Second is the complete harmonic cycle. After the last entry of the Winter Wind, there is a similar phrase except, the piano does not play a role here or at least one that is significant. Because of the more major sound to it, that same combination of slow cello notes and fast violin notes represents sunny weather(which becomes more frequent during Spring in my area(I live in Ohio)). After the canonic passage, the overall feel of it is "Any day now, Spring is really close, I just know it". The G major phrase sounds more anticipatory with its loud dynamics followed by a diminuendo into the next phrase. That phrase starts off pianissimo and then gradually goes to forte.

A melodic motif starts the ending phrase. That BACB motif, it represents the song-like birdcall of the American Robin, a bird that I start hearing a few days after the spring equinox. Then there are 2 instruments playing and then all of a sudden, there is just 1 line again.
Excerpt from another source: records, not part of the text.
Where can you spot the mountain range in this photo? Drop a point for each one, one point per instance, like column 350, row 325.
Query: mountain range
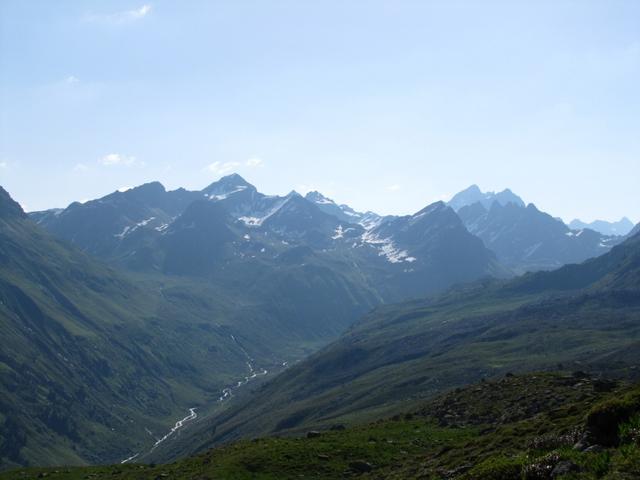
column 581, row 317
column 622, row 227
column 144, row 307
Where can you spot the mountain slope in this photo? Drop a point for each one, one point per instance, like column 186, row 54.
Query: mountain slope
column 400, row 353
column 82, row 359
column 473, row 194
column 92, row 358
column 505, row 428
column 621, row 228
column 525, row 239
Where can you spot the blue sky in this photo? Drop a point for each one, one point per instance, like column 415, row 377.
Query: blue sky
column 385, row 105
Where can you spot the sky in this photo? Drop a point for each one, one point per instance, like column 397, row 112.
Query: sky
column 383, row 105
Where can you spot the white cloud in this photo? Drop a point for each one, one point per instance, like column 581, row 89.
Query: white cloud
column 119, row 18
column 222, row 168
column 117, row 159
column 254, row 162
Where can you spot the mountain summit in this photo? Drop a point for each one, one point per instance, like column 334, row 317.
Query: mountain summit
column 473, row 194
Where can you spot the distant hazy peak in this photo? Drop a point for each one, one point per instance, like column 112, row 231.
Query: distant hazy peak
column 317, row 197
column 473, row 194
column 227, row 184
column 431, row 208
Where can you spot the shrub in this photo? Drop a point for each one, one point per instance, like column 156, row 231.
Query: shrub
column 604, row 418
column 497, row 468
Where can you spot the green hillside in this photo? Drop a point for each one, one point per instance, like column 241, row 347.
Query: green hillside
column 402, row 353
column 537, row 426
column 98, row 364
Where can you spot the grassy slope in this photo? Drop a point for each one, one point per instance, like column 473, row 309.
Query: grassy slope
column 91, row 356
column 402, row 353
column 514, row 427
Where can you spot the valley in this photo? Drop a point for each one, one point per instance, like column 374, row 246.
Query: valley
column 263, row 315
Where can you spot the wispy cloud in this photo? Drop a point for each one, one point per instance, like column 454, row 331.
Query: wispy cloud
column 222, row 168
column 119, row 18
column 119, row 160
column 254, row 162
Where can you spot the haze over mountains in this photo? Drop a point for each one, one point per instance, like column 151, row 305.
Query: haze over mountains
column 138, row 306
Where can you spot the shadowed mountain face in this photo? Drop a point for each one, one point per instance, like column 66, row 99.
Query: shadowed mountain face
column 620, row 228
column 92, row 358
column 230, row 227
column 584, row 317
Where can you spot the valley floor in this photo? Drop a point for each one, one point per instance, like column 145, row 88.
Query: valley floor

In this case, it is representing the well known "Jeer" call of the Blue Jay by staying on 1 note. Then, again 2 instruments and then all of a sudden, all 3 instruments are playing birdcalls starting with the violin playing the Cardinal birdcall, then the cello joins in with the Robin birdcall, and then the piano joins in with the Blue Jay birdcall and then it leads to another short, non-birdcall melody. Then all 3 birdcalls at once, and then the final ending melody which has the ending whole notes with a fermata and at a fortissimo dynamic to conclude the piece.
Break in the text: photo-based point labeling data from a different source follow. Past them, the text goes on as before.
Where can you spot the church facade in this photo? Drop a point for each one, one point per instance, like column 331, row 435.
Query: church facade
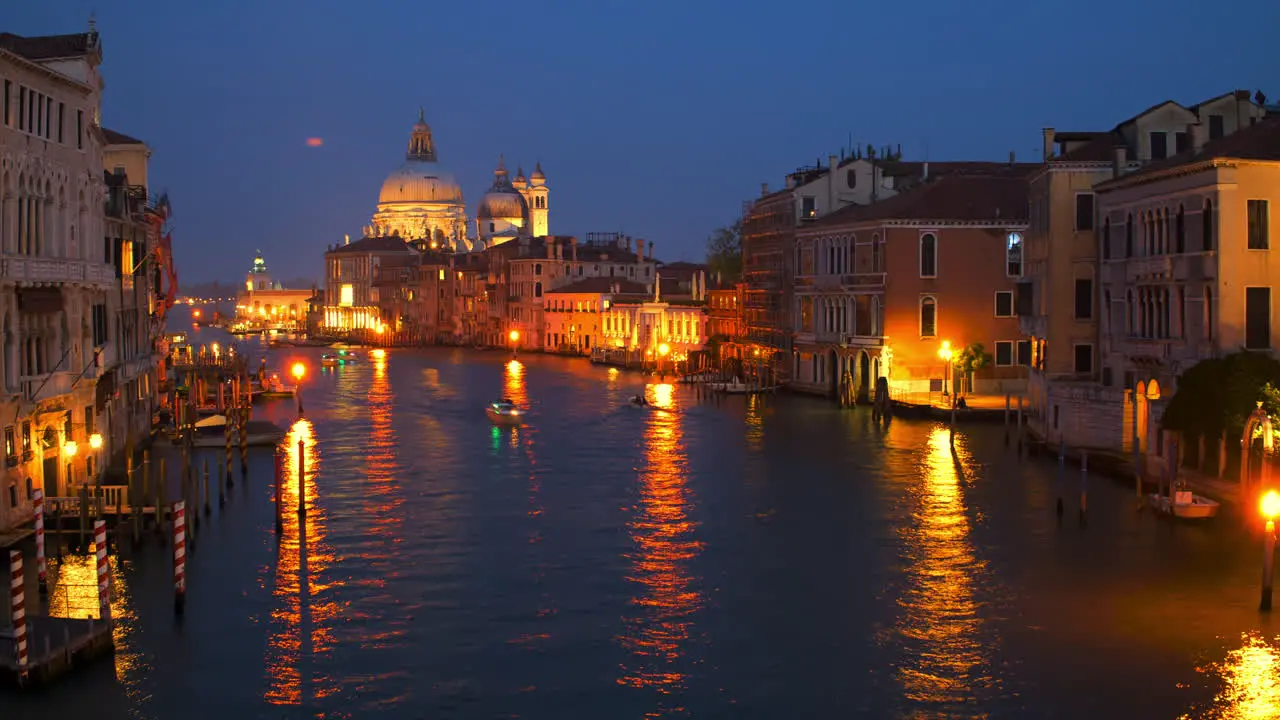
column 423, row 204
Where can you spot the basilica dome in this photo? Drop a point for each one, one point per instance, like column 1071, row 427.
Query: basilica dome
column 420, row 181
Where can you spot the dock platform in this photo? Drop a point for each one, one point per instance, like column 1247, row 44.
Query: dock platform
column 54, row 646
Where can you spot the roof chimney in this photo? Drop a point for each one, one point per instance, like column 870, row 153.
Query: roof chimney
column 1198, row 136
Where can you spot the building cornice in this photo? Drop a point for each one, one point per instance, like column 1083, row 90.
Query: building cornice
column 53, row 74
column 1180, row 172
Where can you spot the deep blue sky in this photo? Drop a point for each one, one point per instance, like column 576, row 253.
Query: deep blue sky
column 657, row 118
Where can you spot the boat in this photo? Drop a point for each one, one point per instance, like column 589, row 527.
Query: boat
column 503, row 413
column 274, row 388
column 1184, row 504
column 341, row 358
column 211, row 432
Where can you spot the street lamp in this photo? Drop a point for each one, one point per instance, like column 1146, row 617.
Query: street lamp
column 1270, row 507
column 946, row 354
column 300, row 372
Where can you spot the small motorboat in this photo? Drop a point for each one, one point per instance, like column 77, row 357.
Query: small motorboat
column 503, row 413
column 1184, row 504
column 336, row 359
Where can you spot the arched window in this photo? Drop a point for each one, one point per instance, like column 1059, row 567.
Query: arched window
column 1128, row 317
column 928, row 317
column 928, row 255
column 1180, row 229
column 1207, row 226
So, here is the link to the piece on Musescore:

https://musescore.com/user/50070/scores/5504586

I would like some feedback on this. How well did I get across the feelings of Winter and Spring? How well did I incorporate those birdcall motifs? Which one do you think I incorporated better than the others if you had to chose? The Robin motif because it is used more and is what starts the Spring is Here phrase?


----------



## Alexanbar (May 11, 2016)

I think that transitions between parts with synchonic chords is not quite a good decision.


----------



## caters (Aug 2, 2018)

Alexanbar said:


> I think that transitions between parts with synchonic chords is not quite a good decision.
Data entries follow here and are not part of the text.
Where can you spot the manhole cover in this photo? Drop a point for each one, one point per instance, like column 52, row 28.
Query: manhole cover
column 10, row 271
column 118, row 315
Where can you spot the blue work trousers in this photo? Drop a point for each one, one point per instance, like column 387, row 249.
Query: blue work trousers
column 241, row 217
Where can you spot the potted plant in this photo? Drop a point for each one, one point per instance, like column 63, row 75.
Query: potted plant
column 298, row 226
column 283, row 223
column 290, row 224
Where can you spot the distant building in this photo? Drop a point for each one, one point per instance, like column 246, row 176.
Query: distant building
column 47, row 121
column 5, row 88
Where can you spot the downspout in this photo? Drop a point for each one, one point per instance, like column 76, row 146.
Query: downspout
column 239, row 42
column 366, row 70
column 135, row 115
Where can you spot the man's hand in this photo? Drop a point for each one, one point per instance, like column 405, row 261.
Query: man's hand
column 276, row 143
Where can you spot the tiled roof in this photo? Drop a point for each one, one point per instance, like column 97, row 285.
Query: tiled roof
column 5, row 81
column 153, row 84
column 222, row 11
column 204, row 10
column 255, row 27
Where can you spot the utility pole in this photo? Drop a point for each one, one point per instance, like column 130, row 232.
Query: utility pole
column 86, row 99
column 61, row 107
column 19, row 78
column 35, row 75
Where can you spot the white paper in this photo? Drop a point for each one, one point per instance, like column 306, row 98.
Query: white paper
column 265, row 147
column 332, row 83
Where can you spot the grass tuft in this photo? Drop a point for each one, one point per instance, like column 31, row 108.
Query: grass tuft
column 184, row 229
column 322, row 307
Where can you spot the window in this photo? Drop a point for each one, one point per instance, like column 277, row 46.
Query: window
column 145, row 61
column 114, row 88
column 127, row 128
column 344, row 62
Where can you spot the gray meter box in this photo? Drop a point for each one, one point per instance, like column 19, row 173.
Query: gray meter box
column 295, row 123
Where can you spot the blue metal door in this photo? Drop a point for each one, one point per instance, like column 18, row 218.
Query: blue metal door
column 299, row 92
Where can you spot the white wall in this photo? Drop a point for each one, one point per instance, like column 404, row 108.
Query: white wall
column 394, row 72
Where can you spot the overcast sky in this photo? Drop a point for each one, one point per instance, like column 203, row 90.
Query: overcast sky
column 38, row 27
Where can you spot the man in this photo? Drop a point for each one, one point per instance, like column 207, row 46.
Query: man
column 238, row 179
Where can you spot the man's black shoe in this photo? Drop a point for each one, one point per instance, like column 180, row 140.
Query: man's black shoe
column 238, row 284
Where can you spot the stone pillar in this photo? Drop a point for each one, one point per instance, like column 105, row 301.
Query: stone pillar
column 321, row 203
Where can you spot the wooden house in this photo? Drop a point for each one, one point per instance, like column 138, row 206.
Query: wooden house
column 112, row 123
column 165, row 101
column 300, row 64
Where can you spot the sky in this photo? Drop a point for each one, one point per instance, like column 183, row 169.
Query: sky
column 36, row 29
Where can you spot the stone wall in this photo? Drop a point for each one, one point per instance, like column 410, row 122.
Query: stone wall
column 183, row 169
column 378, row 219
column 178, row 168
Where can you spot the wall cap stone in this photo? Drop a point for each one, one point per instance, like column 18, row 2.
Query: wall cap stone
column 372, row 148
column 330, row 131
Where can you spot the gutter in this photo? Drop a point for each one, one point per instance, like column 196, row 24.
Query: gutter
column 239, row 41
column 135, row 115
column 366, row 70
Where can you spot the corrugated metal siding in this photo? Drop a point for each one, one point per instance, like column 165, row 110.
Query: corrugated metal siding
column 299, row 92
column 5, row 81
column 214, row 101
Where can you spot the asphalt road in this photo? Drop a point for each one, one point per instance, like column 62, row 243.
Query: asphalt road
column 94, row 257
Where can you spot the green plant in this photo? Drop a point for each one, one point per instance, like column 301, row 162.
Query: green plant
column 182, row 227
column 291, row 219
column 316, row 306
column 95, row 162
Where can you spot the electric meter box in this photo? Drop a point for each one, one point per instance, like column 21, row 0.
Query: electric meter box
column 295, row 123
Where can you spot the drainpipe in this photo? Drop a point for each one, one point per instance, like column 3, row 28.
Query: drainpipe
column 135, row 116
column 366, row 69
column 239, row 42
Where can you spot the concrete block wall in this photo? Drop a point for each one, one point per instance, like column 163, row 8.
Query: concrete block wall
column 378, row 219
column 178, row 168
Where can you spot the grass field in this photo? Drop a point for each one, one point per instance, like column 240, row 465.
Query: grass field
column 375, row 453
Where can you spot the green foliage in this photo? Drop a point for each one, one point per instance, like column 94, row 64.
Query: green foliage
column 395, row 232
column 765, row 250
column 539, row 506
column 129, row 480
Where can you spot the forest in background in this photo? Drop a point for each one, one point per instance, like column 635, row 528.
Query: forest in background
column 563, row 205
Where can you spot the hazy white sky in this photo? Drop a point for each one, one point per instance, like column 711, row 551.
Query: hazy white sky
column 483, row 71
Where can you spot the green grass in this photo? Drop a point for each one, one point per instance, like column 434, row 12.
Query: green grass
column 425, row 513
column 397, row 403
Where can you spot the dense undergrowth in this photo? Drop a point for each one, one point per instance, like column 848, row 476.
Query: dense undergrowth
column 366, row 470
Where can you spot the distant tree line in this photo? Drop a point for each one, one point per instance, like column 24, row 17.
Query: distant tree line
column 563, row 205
Why? The chords let you know that because of the context of the piece, you are moving on to another harmony.


----------



## Alexanbar (May 11, 2016)

Transition from one harmony to another may be done smoothly through common chords.

I tried to download and open your piece in Musescore to demonstrate how to do it, but unfortunately I use more old version of application - I do not like a toolbar in version 3.


----------



## caters (Aug 2, 2018)

Alexanbar said:


> Transition from one harmony to another may be done smoothly through common chords.
> 
> I tried to download and open your piece in Musescore to demonstrate how to do it, but unfortunately I use more old version of application - I do not like a toolbar in version 3.


You can download it as a MusicXML file. That will open in Musescore 2 just fine.


----------



## Alexanbar (May 11, 2016)

caters said:


> You can download it as a MusicXML file. That will open in Musescore 2 just fine.


This idea did not go to my head 

I install v 3 also. ....

See modified score

It is not a final version - only idea how to do...

See near 16th tact


----------